Biography
Hailed as “sublime” by the Cleveland Plain Dealer, Nkeiru Okoye’s genre-bending compositions reflect a dizzying range of influences — Gilbert & Sullivan, the Gershwins, Sondheim, Copland, gospel, jazz, and Schoenberg. Okoye writes in both the opera/theatre and symphonic mediums; and her works have been performed on five continents. Her cycle Songs of Harriet Tubman has become established repertoire for African American sopranos; her Voices Shouting Out has been on statewide music education curricula with Virginia Symphony and Grand Rapids Symphony; her suite African Sketches has been performed by pianists around the globe.
Okoye has received commissions, awards and honors from the NEA, Opera America, ASCAP, American Opera Projects, Meet The Composer, John Duffy Composer Institute, Composer’s Collaborative, Inc., the Walt Whitman Project, and the Yvar Mikhashov Trust for New Music for her compositions.

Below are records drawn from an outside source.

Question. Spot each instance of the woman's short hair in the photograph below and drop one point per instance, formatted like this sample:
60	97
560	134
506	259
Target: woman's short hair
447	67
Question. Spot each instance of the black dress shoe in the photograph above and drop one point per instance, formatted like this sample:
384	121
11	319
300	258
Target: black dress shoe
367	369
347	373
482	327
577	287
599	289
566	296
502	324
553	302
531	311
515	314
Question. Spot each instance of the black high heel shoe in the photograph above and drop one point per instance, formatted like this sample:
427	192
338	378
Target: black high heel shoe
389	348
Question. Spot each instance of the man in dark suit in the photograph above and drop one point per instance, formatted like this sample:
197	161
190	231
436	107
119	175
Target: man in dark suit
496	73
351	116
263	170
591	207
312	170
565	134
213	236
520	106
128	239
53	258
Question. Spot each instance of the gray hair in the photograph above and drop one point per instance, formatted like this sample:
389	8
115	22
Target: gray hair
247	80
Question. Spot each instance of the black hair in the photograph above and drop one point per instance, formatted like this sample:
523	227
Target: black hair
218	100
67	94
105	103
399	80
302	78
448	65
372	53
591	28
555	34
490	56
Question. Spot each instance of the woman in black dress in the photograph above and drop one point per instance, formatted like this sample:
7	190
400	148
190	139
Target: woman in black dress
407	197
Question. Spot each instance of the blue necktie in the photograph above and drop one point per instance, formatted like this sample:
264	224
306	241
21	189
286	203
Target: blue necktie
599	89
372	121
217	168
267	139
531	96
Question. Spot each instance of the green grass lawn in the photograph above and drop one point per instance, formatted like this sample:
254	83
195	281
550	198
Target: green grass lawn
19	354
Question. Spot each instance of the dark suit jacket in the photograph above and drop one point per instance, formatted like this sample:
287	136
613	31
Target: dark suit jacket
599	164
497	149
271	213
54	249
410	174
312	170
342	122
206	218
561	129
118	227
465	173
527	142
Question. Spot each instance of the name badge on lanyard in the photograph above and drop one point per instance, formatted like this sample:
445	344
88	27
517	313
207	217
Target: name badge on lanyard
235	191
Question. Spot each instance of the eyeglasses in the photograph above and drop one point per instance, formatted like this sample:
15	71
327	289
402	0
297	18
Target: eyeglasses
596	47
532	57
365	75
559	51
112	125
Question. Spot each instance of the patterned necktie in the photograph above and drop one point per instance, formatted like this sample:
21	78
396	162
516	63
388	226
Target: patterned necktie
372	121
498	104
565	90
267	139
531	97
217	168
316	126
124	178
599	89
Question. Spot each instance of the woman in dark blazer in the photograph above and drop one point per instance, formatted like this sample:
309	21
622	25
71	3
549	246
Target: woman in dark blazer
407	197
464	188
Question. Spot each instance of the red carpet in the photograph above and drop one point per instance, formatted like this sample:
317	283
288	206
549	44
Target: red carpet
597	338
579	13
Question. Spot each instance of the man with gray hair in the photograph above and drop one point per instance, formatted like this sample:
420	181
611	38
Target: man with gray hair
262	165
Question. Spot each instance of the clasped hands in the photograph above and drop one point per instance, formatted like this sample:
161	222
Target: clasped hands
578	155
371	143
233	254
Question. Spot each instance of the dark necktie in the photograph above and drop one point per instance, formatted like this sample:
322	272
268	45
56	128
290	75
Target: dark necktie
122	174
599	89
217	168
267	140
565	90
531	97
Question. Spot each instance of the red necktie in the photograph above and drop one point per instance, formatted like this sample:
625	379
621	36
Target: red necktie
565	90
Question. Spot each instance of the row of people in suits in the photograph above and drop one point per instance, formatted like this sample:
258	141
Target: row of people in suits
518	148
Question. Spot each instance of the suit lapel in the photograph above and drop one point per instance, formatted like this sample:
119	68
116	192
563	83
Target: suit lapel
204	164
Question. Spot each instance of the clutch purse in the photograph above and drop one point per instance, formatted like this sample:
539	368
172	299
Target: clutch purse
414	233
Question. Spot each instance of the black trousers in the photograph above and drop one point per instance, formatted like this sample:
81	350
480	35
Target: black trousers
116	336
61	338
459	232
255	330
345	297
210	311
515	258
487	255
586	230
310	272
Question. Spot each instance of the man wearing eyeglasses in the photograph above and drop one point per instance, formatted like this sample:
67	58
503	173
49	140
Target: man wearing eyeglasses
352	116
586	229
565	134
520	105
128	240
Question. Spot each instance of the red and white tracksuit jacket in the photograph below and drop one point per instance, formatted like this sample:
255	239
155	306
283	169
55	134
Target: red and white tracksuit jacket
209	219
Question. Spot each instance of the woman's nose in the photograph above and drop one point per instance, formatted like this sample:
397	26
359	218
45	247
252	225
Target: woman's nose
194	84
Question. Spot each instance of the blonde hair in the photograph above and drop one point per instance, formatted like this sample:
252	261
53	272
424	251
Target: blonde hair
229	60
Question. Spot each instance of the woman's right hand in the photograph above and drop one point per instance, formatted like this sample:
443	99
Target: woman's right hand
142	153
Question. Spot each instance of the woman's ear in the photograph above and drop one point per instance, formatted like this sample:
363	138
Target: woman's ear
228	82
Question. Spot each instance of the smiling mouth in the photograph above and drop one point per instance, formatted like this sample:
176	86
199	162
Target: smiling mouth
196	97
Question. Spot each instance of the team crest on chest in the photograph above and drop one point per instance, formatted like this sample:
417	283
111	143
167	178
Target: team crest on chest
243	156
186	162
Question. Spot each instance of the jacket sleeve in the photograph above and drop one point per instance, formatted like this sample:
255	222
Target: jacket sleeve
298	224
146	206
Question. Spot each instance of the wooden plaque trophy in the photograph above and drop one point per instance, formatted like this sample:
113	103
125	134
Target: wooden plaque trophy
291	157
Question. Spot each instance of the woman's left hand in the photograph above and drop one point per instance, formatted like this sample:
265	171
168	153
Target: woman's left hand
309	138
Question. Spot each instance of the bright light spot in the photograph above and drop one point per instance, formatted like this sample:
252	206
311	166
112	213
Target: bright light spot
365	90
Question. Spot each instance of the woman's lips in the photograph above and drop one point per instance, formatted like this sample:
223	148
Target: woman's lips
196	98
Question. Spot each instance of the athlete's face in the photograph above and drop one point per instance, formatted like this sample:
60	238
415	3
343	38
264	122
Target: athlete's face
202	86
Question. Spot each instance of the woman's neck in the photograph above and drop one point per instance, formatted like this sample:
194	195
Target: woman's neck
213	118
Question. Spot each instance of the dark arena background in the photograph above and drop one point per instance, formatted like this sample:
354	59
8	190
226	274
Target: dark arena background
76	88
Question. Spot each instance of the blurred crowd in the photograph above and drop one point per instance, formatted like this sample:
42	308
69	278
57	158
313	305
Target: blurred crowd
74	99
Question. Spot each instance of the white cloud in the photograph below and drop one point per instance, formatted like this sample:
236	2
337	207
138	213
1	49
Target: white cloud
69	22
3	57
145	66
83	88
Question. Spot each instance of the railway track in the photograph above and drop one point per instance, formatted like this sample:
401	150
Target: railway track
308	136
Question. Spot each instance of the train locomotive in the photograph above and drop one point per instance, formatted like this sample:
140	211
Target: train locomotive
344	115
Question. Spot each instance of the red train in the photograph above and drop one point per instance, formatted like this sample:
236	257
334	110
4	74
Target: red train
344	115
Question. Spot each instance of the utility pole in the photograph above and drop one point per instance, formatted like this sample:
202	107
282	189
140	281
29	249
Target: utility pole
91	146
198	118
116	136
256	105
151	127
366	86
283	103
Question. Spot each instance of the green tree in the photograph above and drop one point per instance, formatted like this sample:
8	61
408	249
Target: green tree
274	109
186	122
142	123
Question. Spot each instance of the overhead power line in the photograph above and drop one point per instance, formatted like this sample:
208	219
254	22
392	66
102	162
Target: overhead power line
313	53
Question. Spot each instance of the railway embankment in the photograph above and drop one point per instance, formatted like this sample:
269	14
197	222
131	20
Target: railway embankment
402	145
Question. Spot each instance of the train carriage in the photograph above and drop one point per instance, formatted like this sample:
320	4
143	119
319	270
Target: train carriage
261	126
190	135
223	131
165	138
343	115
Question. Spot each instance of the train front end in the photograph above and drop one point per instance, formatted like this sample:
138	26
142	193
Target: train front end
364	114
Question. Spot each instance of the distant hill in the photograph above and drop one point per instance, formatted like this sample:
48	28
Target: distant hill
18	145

Notably she is the recipient of three grants for female composers from the Virginia B. Toulmin Foundation. Her work has been recorded by Moscow Symphony, and the Dvorak Symphony Orchestra. She is profiled in the Rachel Barton Pine Foundation Music of Black Composers Coloring Book, Routledge’s African American Music: An Introduction textbook, and the Oxford University Press Anthology of Piano Music of Africa and the African Diaspora.
Versant in many compositional techniques, Okoye specializes in works that celebrate the African American experience. In 2018, the Charlotte Symphony commissioned her to write an orchestral piece in celebration of the city’s 250th anniversary. In the 2019-20 season, Okoye will have premieres of Black Bottom for Detroit Symphony’s Classical Roots Festival, for which she will be the composer in residence; and Tales from the Briar Patch, a rebooted version of Bre'r Rabbit stories, and a revival production of her landmark HARRIET TUBMAN: When I Crossed that Line to Freedom, by Knoxville Opera.
Dr. Okoye is a board member of Composers Now. She holds a BM in Composition from the Oberlin Conservatory of Music, and a Ph.D. in Music Theory and Composition from Rutgers University.